二十年目の初恋
痛み 10
「ううん。まだ半分も飲んでないよ。悠介、どうして京都の大学に行っちゃったの?」

「えっ? どうした? 今頃そんなこと聞いて」

「私ね、大学に入って、もしもマドンナと付き合ってなかったら、悠介に好きだって言おうと思ってたのに……。京都に行ったってことは、やっぱり私は悠介にとって、ただの幼なじみってことなんだなって……」

 じゃあ……もしも俺が京都の大学に行ってなかったら……。

「悠介、成人式も帰って来なかったし。私、おばさんに振袖姿見せてねって言われてたから成人式に行く前に見せに行ったのに……。おばさん言ってた。悠介、バイトが忙しくて帰れないって言ってたけど、向こうで彼女でも出来たのかしらねって。あの時、もう悠介は諦めようって決めたんだ」

「いや、あれは本当にバイトで休めなくて……」
 バイト、クビになってでも帰って来れば良かったな。そしたら、こんなに遠回りせずに済んだ。優華を他の奴に取られたり泣かせることもなかったんだな。

「ごめんな。優華……」

「…………」

 返事がないのを不思議に思って顔を見たら、優華は俺の肩に頭を乗せたまま眠ってしまっていた。

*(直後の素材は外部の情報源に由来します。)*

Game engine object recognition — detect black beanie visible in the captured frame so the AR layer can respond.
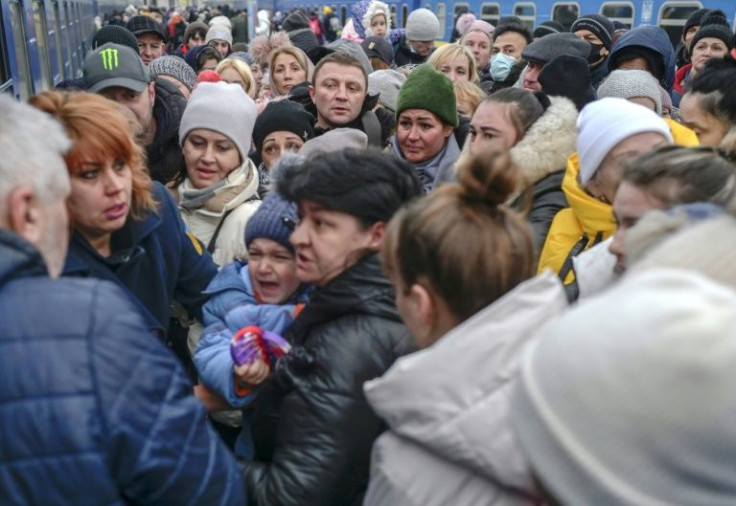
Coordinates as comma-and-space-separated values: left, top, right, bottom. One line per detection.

 手に持ったままのビールの缶をテーブルに置いて、そっと優華を抱き上げてベッドまで連れて行って寝かせた。
 よく眠ってる。綿毛布を掛けて、しばらく寝顔を見ていた。

 すると眠ってる優華の目から涙がスーッと零れて落ちた。

 夢の中でまで泣くのか? そんなに辛かったのか?

「ごめんな。守ってやれなくて……」

 京都の大学を選んだのは、一度親元を離れてみたかった。ただそれだけの理由なんだ。

 優華と離れたかった訳じゃない。でも京都に行く前に、ちゃんと告白さえしておけば……。優華が好きだって伝えてから行けば良かったんだな。

 今更、言っても遅いけど……。優華なら遠距離になっても待っていてくれたよな。


 こんな華奢な体の中に、どれだけの痛みを抱えてるんだ?
 俺が、その痛みを消し去ってやることは出来るのだろうか?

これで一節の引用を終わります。